Par ailleurs, cette caractérisation spécifique permettait de distinguer les « dépressions » post-natales du « baby-blues » (parfois appelé « dépression chimique ») survenant sous la forme de brefs épisodes dépressifs liés à des facteurs biologiques, notamment aux variations hormonales du post-partum. Cependant, le débat est depuis resté cantonné aux classifications psychiatriques et aux outils de dépistage. Ce faisant, on a réduit une expérience vécue à une simple catégorie diagnostique.
Dans un article récent paru dans la revue Neuropsychiatrie de l’enfance et de l’adolescence, nous proposons avec le pédopsychiatre Romain Dugravier de parler de détresse relationnelle périnatale plutôt que de dépression postnatale. Loin de faire l’unanimité au sein de la communauté scientifique, notre approche, qui remet en question les diagnostics ou les étiquettes, tente de voir la parentalité au-delà du seul prisme des troubles individuels.
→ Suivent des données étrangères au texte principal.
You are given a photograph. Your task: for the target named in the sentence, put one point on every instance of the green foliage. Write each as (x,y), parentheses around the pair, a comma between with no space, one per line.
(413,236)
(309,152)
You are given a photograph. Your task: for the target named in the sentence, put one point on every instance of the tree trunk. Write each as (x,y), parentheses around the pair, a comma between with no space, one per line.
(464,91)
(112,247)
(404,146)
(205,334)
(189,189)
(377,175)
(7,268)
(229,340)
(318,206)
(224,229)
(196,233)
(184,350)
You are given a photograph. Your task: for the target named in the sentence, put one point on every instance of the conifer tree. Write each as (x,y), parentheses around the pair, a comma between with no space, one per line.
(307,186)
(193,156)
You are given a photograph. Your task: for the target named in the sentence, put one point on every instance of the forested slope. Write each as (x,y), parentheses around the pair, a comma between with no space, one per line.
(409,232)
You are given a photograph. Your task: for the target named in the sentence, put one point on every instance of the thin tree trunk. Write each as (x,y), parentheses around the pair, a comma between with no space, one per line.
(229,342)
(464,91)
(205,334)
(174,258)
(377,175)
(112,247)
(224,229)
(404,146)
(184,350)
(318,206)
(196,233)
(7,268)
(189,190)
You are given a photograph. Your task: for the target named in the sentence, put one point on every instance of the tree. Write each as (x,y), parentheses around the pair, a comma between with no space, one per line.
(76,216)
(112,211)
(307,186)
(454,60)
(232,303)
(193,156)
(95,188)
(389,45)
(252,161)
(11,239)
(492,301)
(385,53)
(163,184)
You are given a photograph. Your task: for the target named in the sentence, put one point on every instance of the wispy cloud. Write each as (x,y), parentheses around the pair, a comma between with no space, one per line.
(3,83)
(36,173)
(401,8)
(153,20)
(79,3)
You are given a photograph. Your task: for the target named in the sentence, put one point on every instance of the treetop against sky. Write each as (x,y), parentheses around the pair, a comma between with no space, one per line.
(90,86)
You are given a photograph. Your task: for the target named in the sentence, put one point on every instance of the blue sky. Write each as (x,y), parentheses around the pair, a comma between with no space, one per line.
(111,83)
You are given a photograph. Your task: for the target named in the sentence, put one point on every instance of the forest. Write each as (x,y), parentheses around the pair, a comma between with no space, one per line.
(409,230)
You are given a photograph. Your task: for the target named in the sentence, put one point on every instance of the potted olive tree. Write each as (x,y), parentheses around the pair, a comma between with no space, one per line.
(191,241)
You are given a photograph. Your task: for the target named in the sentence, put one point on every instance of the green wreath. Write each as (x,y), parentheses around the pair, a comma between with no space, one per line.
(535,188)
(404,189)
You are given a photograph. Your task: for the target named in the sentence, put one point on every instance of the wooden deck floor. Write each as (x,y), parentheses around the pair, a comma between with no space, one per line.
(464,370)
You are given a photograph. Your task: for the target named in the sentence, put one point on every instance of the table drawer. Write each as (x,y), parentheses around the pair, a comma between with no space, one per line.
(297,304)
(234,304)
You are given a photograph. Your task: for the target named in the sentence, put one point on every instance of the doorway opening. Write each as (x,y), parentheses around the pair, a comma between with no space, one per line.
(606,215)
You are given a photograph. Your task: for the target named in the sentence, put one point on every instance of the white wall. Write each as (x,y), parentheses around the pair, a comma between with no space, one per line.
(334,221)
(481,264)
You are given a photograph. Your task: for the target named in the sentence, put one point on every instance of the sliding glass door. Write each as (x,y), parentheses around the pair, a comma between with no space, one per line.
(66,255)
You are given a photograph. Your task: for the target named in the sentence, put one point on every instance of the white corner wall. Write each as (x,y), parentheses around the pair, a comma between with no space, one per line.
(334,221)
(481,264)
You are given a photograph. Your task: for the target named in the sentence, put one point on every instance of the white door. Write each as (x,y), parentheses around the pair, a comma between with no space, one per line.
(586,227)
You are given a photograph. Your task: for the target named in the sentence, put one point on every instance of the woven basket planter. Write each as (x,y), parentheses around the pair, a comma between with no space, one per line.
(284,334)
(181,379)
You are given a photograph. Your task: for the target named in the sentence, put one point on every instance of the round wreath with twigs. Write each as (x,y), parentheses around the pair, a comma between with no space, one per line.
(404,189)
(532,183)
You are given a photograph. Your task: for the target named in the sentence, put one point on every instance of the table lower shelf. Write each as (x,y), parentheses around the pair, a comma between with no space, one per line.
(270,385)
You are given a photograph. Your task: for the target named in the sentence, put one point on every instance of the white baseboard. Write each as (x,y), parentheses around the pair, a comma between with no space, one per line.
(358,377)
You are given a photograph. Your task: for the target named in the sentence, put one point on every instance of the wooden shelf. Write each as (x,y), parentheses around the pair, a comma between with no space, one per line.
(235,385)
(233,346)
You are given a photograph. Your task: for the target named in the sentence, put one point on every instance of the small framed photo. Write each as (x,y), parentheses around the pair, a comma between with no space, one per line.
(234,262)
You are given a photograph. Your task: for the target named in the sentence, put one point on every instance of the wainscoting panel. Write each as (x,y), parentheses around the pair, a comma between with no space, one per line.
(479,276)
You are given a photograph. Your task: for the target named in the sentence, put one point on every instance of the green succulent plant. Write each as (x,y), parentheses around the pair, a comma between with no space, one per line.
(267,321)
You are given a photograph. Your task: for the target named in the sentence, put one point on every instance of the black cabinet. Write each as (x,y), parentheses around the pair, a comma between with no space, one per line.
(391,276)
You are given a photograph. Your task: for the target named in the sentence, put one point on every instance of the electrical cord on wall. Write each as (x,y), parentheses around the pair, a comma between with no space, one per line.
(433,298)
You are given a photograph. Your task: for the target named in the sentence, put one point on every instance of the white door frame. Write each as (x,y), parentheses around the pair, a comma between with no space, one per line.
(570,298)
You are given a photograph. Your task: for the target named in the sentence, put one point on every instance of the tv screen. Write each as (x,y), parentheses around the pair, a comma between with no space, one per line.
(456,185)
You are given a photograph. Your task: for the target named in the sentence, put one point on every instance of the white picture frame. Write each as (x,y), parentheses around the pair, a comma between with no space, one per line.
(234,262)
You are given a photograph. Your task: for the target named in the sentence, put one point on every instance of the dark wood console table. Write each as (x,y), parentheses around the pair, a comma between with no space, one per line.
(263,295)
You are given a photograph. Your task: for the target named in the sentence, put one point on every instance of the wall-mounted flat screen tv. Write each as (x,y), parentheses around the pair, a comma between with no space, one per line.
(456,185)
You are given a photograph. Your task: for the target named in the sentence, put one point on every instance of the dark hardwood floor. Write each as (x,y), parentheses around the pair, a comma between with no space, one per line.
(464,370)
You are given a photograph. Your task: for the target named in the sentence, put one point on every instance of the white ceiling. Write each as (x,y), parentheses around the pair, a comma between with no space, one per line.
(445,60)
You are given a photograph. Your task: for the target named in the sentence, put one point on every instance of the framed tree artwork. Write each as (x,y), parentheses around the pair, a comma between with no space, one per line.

Une crise maturative, pas un simple trouble individuel
Devenir parent, c’est répondre aux besoins d’un enfant totalement dépendant tout en réorganisant sa vie affective, conjugale et sociale. Pour beaucoup, cette expérience se révèle profondément structurante. Pour d’autres, elle ravive d’anciennes blessures : carences affectives, solitude, expériences de rejet. L’arrivée d’un bébé peut alors faire effraction, réveillant des vulnérabilités enfouies.
Prenons le cas d’une femme qui accueille son premier enfant. Plus que la fatigue, c’est le sentiment d’être piégée qui la submerge : elle qui s’est toujours définie comme indépendante, n’ayant « besoin de personne », se retrouve confrontée à la dépendance totale de son nourrisson.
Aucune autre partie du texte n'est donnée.